Parlavi con Michele e parlavi con la memoria del tempo che attraversa le storie di tanti uomini e donne del sud, i tanti ‘senza nome’ che non finiscono mai sulle pagine della storia, ma hanno fatto la storia.
Pensavi a Michele e pensavi ad un patrimonio di fede e di devozione solido ed incrollabile, di quelli che si confondono con la vita perché per lui, Michele, la vita viaggiava solo sui binari della devozione.
Nato il 10 ottobre 1932, Michele Tassiello che, per una tragica fatalità, ha incrociato sul suo cammino un autoveicolo letale, per la comunità di Bitonto è stato e rimane il decano dei portatori dell’Addolorata di S.Domenico.

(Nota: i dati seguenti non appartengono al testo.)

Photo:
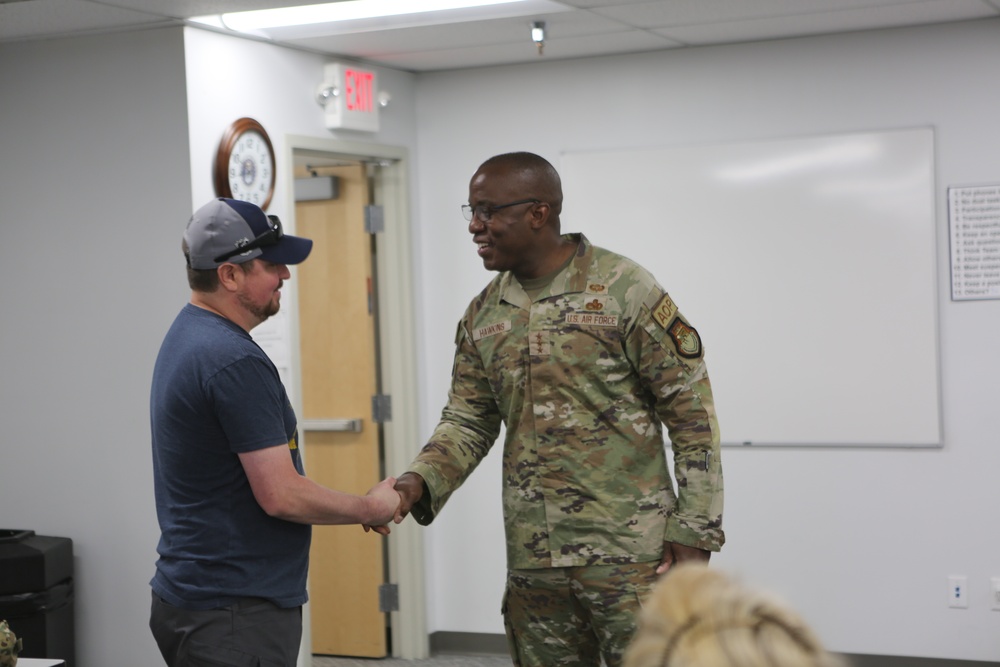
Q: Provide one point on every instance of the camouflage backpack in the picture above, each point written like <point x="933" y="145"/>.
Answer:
<point x="10" y="646"/>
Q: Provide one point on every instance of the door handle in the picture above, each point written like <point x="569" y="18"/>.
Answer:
<point x="345" y="425"/>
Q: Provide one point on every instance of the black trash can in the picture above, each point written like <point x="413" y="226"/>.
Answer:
<point x="36" y="593"/>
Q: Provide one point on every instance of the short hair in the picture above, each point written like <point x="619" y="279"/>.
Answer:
<point x="544" y="177"/>
<point x="701" y="617"/>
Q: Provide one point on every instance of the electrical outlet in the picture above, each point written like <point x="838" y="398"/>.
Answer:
<point x="957" y="593"/>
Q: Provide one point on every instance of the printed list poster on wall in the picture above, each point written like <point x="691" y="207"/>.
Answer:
<point x="974" y="214"/>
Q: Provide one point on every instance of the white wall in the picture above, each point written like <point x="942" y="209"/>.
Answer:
<point x="861" y="540"/>
<point x="89" y="258"/>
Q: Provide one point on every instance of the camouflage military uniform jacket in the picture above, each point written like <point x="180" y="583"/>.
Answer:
<point x="583" y="379"/>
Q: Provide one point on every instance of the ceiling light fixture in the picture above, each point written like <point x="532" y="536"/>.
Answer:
<point x="349" y="10"/>
<point x="538" y="35"/>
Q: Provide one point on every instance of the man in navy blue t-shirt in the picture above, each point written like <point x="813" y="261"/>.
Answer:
<point x="234" y="506"/>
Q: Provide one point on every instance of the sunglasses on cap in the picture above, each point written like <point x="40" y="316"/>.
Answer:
<point x="267" y="239"/>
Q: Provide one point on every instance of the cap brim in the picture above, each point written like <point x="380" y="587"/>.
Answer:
<point x="289" y="250"/>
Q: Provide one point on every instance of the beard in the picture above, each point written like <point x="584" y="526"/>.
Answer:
<point x="260" y="312"/>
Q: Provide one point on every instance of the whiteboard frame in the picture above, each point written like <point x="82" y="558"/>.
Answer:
<point x="808" y="265"/>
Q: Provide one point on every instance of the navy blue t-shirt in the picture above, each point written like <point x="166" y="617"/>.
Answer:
<point x="216" y="393"/>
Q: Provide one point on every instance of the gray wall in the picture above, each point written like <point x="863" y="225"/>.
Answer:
<point x="94" y="183"/>
<point x="862" y="541"/>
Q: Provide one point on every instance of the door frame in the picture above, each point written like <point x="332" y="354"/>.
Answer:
<point x="397" y="334"/>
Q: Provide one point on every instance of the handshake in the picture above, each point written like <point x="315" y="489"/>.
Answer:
<point x="391" y="500"/>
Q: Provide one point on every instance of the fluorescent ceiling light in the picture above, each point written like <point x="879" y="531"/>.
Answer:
<point x="350" y="10"/>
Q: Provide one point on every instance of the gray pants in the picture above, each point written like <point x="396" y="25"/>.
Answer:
<point x="250" y="633"/>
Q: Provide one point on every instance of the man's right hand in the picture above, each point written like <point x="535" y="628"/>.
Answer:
<point x="410" y="487"/>
<point x="385" y="502"/>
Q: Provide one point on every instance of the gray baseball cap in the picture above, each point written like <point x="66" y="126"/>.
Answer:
<point x="229" y="230"/>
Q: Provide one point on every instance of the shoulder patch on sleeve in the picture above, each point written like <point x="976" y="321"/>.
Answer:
<point x="685" y="338"/>
<point x="664" y="311"/>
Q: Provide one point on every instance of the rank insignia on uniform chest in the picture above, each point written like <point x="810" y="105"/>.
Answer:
<point x="685" y="338"/>
<point x="538" y="344"/>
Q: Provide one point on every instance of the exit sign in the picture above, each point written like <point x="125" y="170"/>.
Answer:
<point x="355" y="105"/>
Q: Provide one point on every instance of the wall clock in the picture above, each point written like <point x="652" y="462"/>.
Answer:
<point x="244" y="163"/>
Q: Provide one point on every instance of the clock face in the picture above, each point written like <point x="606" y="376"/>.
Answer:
<point x="251" y="168"/>
<point x="244" y="164"/>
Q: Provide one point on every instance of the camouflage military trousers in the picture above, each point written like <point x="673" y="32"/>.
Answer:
<point x="574" y="615"/>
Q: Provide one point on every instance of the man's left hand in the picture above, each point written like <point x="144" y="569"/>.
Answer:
<point x="674" y="552"/>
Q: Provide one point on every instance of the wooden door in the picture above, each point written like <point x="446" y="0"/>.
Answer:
<point x="339" y="366"/>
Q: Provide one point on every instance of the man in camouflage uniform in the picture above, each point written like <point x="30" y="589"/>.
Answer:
<point x="582" y="356"/>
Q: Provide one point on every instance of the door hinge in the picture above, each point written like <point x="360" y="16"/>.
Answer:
<point x="381" y="408"/>
<point x="388" y="597"/>
<point x="374" y="219"/>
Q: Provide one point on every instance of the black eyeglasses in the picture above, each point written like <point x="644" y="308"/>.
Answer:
<point x="268" y="238"/>
<point x="484" y="212"/>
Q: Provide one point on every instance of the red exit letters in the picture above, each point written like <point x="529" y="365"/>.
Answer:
<point x="360" y="96"/>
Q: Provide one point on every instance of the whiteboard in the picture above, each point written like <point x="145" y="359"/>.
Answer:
<point x="807" y="265"/>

Una esistenza, la sua, caparbiamente costruita sui ritmi e sulle strade della pietà popolare vissuta non come ostentazione orgogliosa, ma come scelta da cucire ‘addosso’, come lo stifelius indossato per oltre cinquanta anni sotto il peso delle 111 candele che circondano il simulacro mariano.

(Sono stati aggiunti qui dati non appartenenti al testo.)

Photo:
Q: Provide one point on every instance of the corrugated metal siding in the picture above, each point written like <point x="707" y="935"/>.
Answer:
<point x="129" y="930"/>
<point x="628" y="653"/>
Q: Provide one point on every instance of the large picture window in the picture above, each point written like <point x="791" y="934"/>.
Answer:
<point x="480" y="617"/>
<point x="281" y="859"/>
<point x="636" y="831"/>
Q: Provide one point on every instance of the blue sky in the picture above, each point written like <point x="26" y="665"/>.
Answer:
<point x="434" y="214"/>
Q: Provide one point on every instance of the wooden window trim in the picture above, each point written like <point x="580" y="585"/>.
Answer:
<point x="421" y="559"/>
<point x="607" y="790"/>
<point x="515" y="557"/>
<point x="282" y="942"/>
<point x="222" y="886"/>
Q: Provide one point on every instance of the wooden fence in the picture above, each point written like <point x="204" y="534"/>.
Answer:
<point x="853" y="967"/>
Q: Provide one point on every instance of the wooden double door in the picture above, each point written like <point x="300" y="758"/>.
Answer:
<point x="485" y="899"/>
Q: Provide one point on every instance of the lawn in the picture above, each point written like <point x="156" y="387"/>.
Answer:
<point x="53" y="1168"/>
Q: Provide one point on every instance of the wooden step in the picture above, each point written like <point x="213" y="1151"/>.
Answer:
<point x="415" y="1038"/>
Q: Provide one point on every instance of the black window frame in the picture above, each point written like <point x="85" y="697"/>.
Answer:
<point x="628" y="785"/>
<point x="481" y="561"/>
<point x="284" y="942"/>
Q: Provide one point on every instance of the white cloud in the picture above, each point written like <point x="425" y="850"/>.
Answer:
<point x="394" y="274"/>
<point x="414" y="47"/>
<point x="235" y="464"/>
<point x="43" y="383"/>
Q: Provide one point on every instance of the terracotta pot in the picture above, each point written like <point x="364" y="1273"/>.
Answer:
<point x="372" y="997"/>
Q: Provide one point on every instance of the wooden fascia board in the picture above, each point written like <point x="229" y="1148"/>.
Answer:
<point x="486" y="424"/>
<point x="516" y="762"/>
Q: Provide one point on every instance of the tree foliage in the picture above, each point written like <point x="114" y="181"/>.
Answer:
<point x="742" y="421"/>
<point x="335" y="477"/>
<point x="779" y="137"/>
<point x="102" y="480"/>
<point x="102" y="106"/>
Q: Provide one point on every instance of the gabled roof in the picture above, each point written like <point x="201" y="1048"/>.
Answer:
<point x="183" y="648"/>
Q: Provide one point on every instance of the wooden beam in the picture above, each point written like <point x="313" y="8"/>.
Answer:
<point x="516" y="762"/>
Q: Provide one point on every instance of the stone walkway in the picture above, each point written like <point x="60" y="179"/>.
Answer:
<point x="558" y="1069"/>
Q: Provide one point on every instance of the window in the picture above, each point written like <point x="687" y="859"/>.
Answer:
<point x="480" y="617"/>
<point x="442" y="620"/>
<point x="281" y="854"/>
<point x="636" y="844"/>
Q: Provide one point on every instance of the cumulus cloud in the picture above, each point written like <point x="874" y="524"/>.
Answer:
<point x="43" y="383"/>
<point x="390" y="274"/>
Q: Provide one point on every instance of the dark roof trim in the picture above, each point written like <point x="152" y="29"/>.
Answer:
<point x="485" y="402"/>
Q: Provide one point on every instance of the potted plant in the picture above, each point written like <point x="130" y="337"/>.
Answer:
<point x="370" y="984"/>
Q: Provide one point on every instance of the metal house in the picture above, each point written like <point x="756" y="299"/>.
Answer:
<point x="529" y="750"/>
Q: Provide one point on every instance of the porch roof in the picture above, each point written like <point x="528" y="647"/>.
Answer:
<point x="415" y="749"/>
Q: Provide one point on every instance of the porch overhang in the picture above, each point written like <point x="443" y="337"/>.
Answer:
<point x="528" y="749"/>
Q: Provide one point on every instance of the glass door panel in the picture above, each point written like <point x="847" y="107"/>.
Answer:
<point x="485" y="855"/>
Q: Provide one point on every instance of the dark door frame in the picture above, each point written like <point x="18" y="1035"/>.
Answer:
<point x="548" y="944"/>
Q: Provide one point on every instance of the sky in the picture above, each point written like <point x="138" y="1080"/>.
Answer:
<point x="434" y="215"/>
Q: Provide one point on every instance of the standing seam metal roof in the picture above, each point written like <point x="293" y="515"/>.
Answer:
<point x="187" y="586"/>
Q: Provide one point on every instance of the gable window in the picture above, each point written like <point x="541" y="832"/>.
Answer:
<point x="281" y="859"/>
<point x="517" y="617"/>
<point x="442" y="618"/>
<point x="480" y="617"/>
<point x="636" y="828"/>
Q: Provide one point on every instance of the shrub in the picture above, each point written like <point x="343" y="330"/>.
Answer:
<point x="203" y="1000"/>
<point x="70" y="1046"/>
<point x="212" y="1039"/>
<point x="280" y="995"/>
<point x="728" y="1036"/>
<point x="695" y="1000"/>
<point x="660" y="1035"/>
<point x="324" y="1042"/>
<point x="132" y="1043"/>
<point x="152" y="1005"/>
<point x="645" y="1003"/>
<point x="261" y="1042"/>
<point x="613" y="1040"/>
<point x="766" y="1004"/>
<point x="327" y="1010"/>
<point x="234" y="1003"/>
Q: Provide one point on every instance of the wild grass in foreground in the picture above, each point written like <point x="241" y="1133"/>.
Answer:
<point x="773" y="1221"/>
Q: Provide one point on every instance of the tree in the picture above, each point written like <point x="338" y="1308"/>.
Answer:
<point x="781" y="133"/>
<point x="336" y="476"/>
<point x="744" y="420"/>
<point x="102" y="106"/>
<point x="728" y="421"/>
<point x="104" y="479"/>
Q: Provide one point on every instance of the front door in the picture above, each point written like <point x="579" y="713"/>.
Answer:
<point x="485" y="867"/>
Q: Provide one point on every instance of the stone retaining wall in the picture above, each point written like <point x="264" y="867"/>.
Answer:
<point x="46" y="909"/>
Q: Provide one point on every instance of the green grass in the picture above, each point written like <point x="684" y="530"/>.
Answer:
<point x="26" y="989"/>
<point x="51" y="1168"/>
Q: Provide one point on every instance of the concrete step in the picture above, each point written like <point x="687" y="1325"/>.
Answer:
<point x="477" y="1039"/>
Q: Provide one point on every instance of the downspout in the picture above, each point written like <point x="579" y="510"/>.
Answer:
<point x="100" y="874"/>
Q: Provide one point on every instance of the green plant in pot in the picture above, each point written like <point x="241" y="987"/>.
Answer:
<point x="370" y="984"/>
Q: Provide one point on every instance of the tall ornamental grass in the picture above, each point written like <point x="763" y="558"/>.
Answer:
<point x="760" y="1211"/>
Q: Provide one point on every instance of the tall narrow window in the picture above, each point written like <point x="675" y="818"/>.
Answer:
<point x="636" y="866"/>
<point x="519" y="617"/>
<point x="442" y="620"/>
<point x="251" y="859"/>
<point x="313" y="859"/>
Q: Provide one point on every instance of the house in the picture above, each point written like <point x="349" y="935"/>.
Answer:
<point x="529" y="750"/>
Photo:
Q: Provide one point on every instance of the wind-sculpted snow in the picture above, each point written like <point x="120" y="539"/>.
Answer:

Conosceva bene il rituale della vestizione del portatore e la pratica della ‘fasciatura’, sapeva misurare i passi e dare lo slancio calibrato quando, ad un lapidario suèze, era tempo di caricare sulle spalle il peso delle candele piangenti. E anche quando le comprensibili ragioni anagrafiche lo hanno costretto a passare il testimone ai giovani portatori da lui paternamente ‘coltivati’, non ha rinunciato a seguire il passo cadenzato della portantina, al fianco della sacra immagine, quasi a voler riscrivere la storia del suo ‘servizio’ per l’Arciconfraternita del SS.Rosario non più su solide spalle, ma su solida fede.

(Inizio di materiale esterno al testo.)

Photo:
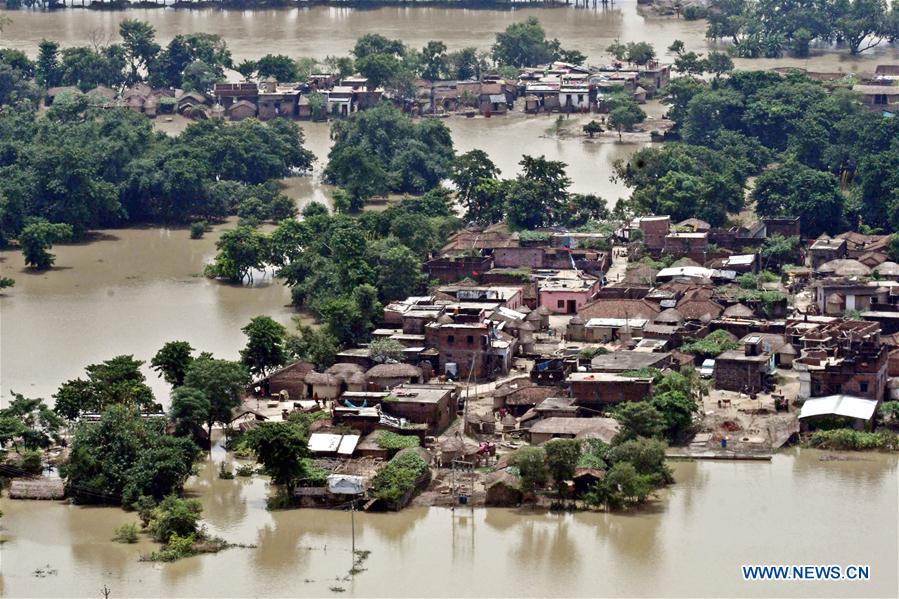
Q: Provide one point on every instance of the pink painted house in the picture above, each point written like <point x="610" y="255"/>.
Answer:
<point x="566" y="291"/>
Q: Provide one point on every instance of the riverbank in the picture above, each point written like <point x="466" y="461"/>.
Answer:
<point x="320" y="31"/>
<point x="690" y="543"/>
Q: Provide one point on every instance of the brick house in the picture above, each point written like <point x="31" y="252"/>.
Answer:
<point x="600" y="389"/>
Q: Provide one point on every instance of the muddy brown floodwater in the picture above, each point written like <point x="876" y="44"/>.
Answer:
<point x="795" y="510"/>
<point x="320" y="31"/>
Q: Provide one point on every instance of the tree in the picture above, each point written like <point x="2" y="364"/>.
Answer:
<point x="29" y="420"/>
<point x="617" y="49"/>
<point x="139" y="41"/>
<point x="381" y="149"/>
<point x="190" y="410"/>
<point x="385" y="350"/>
<point x="640" y="53"/>
<point x="282" y="450"/>
<point x="399" y="273"/>
<point x="778" y="250"/>
<point x="240" y="251"/>
<point x="471" y="171"/>
<point x="278" y="66"/>
<point x="246" y="68"/>
<point x="592" y="128"/>
<point x="861" y="23"/>
<point x="522" y="45"/>
<point x="538" y="195"/>
<point x="638" y="419"/>
<point x="624" y="114"/>
<point x="531" y="464"/>
<point x="561" y="460"/>
<point x="200" y="77"/>
<point x="793" y="189"/>
<point x="172" y="360"/>
<point x="122" y="456"/>
<point x="718" y="63"/>
<point x="47" y="69"/>
<point x="222" y="382"/>
<point x="265" y="345"/>
<point x="37" y="237"/>
<point x="315" y="345"/>
<point x="675" y="397"/>
<point x="435" y="61"/>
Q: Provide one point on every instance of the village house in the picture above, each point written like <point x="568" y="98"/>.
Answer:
<point x="627" y="360"/>
<point x="843" y="357"/>
<point x="565" y="291"/>
<point x="432" y="405"/>
<point x="474" y="349"/>
<point x="879" y="98"/>
<point x="835" y="296"/>
<point x="604" y="330"/>
<point x="748" y="369"/>
<point x="290" y="379"/>
<point x="598" y="390"/>
<point x="857" y="412"/>
<point x="824" y="249"/>
<point x="603" y="429"/>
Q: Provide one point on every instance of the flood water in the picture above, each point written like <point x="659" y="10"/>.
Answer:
<point x="320" y="31"/>
<point x="692" y="542"/>
<point x="131" y="290"/>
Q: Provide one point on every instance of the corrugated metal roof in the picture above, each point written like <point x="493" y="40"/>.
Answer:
<point x="840" y="405"/>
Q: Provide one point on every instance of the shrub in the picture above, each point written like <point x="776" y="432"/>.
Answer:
<point x="848" y="439"/>
<point x="126" y="533"/>
<point x="245" y="470"/>
<point x="32" y="462"/>
<point x="197" y="229"/>
<point x="695" y="12"/>
<point x="714" y="344"/>
<point x="225" y="473"/>
<point x="174" y="516"/>
<point x="175" y="549"/>
<point x="390" y="440"/>
<point x="398" y="477"/>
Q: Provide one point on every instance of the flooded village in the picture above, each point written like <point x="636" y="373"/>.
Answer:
<point x="462" y="378"/>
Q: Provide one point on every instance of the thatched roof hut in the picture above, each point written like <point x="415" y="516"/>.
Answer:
<point x="738" y="311"/>
<point x="390" y="375"/>
<point x="844" y="268"/>
<point x="503" y="489"/>
<point x="37" y="488"/>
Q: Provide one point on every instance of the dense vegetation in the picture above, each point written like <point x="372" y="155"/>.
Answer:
<point x="87" y="168"/>
<point x="770" y="28"/>
<point x="538" y="197"/>
<point x="381" y="150"/>
<point x="633" y="468"/>
<point x="819" y="154"/>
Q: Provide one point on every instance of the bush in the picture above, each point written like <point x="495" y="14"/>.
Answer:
<point x="694" y="12"/>
<point x="713" y="345"/>
<point x="389" y="440"/>
<point x="177" y="548"/>
<point x="848" y="439"/>
<point x="225" y="473"/>
<point x="245" y="470"/>
<point x="32" y="462"/>
<point x="174" y="516"/>
<point x="398" y="477"/>
<point x="126" y="533"/>
<point x="197" y="229"/>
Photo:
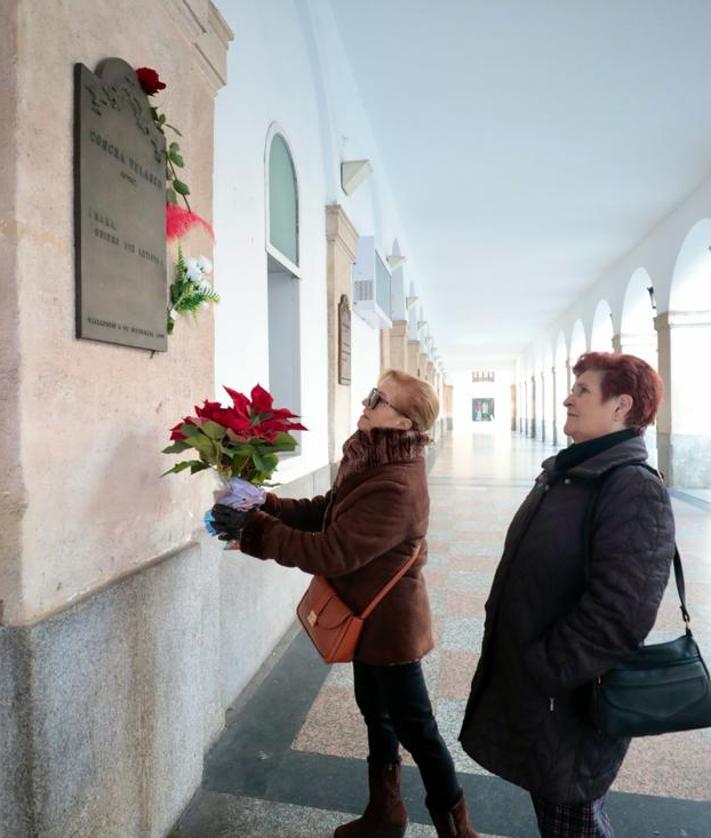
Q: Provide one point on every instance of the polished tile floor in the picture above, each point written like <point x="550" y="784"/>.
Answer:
<point x="291" y="761"/>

Depositario di una sapienza nonagenaria, non ne ha mai fatto un tesoro esclusivo, ma ha voluto condividere i fotogrammi della sua storia umana anche con chi – e qui si impone il ricordo personale di una intervista – ha voluto vedere in lui il custode di un patrimonio immateriale fatto di proverbi e modi di dire, di gesti e di rituali ereditati dal tempo ed affidati alla prospettiva del futuro. E si rincorrono a questo punto le suggestioni di una vita di stenti, nella quale unico punto fermo è stato il servizio di portatore dell’Addolorata, di una fede genuina e semplice fatta anche di quei segni esteriori riflesso dei ‘solchi’ di un cuore devoto al Cristo Nero (che ha voluto sempre omaggiare con una croce luminosa al passaggio della sacra immagine dinanzi alla sua dimora su via Castelfidardo), di un ritratto per sempre rimasto cristallizzato sull’ultimo ‘suo’ Venerdì santo.
Quello stare ‘accanto’ all’Addolorata che Michele ha vissuto negli ultimi anni (nutrito dalla convinzione che – diceva lui – me la sèndeche ‘ngùdde, ‘me la sento ancora addosso’!), si traduce oggi, per chi lo ha conosciuto e per chi ne ha ereditato la missione, in uno ‘stare accanto’ all’altro.
Il passo, lento e cadenzato, da oggi si è fatto leggero e vellutato. Lo stifelius non rimarrà più appeso in attesa della prossima processione: è diventato l’abito di un cammino senza fine.